To create a custom formatter, create a class that implements a run method that takes a string of command output and returns an array of comment hashes (see gergich comment's <comment_data> format), e.g.

class MyFormatter
  def run(output)
    output.scan(/^Oh noes! (.+?):(\d+): (.*)$/).map do |file, line, error|
      { path: file, message: error, position: line.to_i, severity: "error" }
    end
  end
end

Examples:

gergich capture rubocop "bundle exec rubocop"

gergich capture eslint eslint

gergich capture i18nliner "rake i18nliner:check"

gergich capture shellcheck "shellcheck --format json build.sh"

gergich capture custom:./gergich/xss:Gergich::XSS "node script/xsslint"

docker-compose run --rm web eslint | gergich capture eslint -
# you might be interested in $PIPESTATUS[0]

gergich publish

Publish all draft comments/labels/messages for this patchset. no-op if there are none.

The cover message and Code-Review label (e.g. -2) are inferred from the comments, but labels and messages may be manually set (via gergich message and gergich labels)

How do I test my changes?

Write tests of course, but also be sure to test it end-to-end via the CLI... Run gergich for a list of commands, as well as help for each command.
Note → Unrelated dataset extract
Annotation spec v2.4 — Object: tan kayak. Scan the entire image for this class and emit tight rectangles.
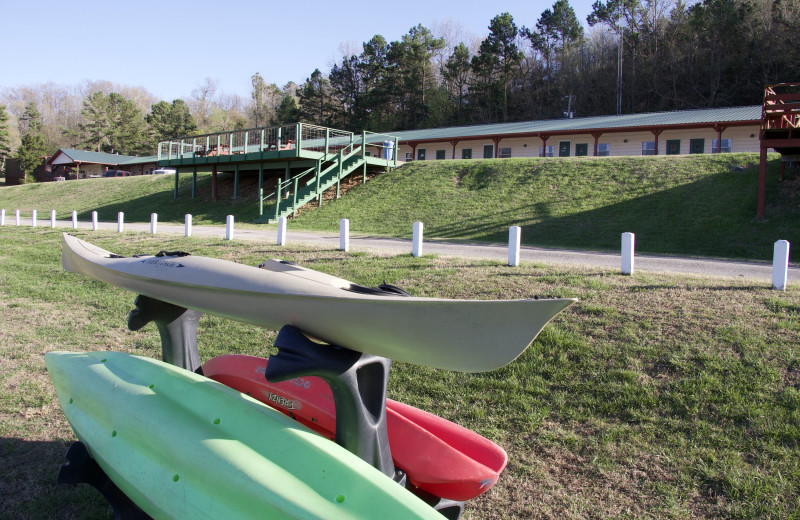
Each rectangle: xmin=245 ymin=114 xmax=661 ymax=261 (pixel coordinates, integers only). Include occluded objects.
xmin=62 ymin=234 xmax=577 ymax=372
There's also a citest thing that we run on our Jenkins that ensures each CLI command succeeds, but it doesn't test all branches for each command.

After running a given command, you can run gergich status to see the current draft of the review (what will be sent to Gerrit when you do gergich publish).

You can even do a test publish to Gerrit, if you have valid Gerrit credentials in GERGICH_USER / GERGICH_KEY. It infers the Gerrit patchset from the working directory, which may or may not correspond to something actually in Gerrit, so YMMV. That means you can post to a Gergich commit in Gerrit, or if you run it from another project's directory, you can post to its Gerrit revision.